Think about it this way; a “Big Mac” at McDonald’s is about 560 calories. A grilled chicken, 6-inch sub sandwich at Subway is about 280 calories. It’s all a matter of choice. And, whether you eat on the go because you’re so busy or prepare most of your meals at home, wise choices are needed to help combat weight gain. In general terms, eat less fried meats and more broiled such as fish and chicken (skinless). Eat more vegetables and less processed carbohydrates – lean toward broccoli and cabbage rather than pasta and bread, eat better oils such as canola and safflower instead of coconut and butter.
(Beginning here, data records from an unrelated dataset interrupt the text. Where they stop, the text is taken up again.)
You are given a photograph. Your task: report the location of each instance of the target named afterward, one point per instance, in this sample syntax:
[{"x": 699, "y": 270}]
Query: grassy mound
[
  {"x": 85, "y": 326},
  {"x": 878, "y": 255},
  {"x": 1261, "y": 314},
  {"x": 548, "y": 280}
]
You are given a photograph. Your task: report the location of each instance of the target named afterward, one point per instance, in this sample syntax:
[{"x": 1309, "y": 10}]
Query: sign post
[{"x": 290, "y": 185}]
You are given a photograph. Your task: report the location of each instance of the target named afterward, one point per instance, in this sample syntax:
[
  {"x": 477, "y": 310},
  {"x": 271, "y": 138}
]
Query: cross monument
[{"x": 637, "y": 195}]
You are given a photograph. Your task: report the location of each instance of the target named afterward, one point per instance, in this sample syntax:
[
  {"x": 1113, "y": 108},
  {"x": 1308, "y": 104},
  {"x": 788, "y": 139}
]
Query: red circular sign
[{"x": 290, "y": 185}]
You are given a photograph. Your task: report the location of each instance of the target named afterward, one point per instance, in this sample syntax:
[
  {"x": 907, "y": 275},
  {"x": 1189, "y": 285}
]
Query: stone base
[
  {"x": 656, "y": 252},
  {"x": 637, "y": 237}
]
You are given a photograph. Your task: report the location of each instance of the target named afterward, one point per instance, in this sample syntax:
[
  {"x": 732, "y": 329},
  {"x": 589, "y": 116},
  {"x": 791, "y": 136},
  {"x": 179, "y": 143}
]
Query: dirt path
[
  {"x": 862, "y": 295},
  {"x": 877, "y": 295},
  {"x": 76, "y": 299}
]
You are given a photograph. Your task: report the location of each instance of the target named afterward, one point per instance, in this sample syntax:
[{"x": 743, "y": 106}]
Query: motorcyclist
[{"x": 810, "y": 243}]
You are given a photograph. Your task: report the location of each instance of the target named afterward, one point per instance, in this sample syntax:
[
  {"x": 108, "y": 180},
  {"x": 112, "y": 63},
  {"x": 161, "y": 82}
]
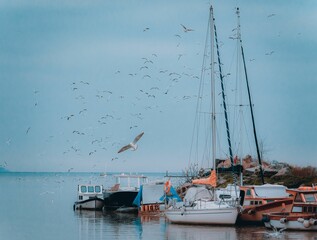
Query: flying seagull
[
  {"x": 186, "y": 29},
  {"x": 133, "y": 144}
]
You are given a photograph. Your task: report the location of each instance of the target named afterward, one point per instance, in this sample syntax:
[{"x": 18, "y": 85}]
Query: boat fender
[
  {"x": 183, "y": 211},
  {"x": 251, "y": 211},
  {"x": 306, "y": 223},
  {"x": 265, "y": 218},
  {"x": 283, "y": 220},
  {"x": 312, "y": 221},
  {"x": 301, "y": 220}
]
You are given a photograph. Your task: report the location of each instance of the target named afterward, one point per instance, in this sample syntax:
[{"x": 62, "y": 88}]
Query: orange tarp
[{"x": 211, "y": 180}]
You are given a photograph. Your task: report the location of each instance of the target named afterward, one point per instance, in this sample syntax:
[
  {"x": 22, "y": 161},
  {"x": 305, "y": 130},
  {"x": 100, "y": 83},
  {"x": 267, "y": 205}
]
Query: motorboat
[
  {"x": 90, "y": 197},
  {"x": 121, "y": 195},
  {"x": 303, "y": 213}
]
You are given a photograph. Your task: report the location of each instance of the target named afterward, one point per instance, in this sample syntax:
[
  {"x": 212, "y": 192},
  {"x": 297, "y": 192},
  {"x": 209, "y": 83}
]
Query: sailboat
[
  {"x": 201, "y": 204},
  {"x": 256, "y": 200}
]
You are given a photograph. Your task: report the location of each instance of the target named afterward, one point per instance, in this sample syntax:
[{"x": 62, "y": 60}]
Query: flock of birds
[{"x": 160, "y": 82}]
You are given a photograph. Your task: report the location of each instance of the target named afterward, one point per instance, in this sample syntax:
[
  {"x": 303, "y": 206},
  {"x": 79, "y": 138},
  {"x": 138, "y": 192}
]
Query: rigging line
[
  {"x": 250, "y": 102},
  {"x": 199, "y": 99},
  {"x": 225, "y": 109}
]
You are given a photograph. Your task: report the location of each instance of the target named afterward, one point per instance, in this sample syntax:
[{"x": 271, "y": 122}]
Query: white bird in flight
[
  {"x": 186, "y": 29},
  {"x": 133, "y": 144}
]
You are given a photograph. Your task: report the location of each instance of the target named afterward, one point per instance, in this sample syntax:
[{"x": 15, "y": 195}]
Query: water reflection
[
  {"x": 175, "y": 231},
  {"x": 98, "y": 225}
]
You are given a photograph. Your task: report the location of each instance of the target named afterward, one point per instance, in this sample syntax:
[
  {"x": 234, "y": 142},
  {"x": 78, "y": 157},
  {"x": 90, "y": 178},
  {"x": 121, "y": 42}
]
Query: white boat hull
[{"x": 190, "y": 215}]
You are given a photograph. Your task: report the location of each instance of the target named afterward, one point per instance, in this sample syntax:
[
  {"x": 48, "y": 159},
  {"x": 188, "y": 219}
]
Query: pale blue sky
[{"x": 88, "y": 59}]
Do you know how many calories are in a slice of bread compared to a bagel? You should because some bagels can be as high as 600 calories while a slice of bread is generally about 70 calories. What is the difference in calorie count between fats versus carbs versus protein? You need to know this, not to be a calorie counter, but to make better choices when selecting food that you prepare or when dining out. For example, carbohydrates and proteins have 4 calories per gram; fat has 9 calories per gram and sugar alcohols (what are they?) have 7 calories per gram.
To begin your quest, we urge you to read our entire section on nutrition. This will give you the primary keys to becoming your own nutrition and health expert. You do not need to rely on Dr. Phil, Oprah, or any others that claim to be the experts, when in fact, most are not.
Become your own nutrition expert. Why? Because you can! And remember one thing – no one will have as much interest in helping you more than you will.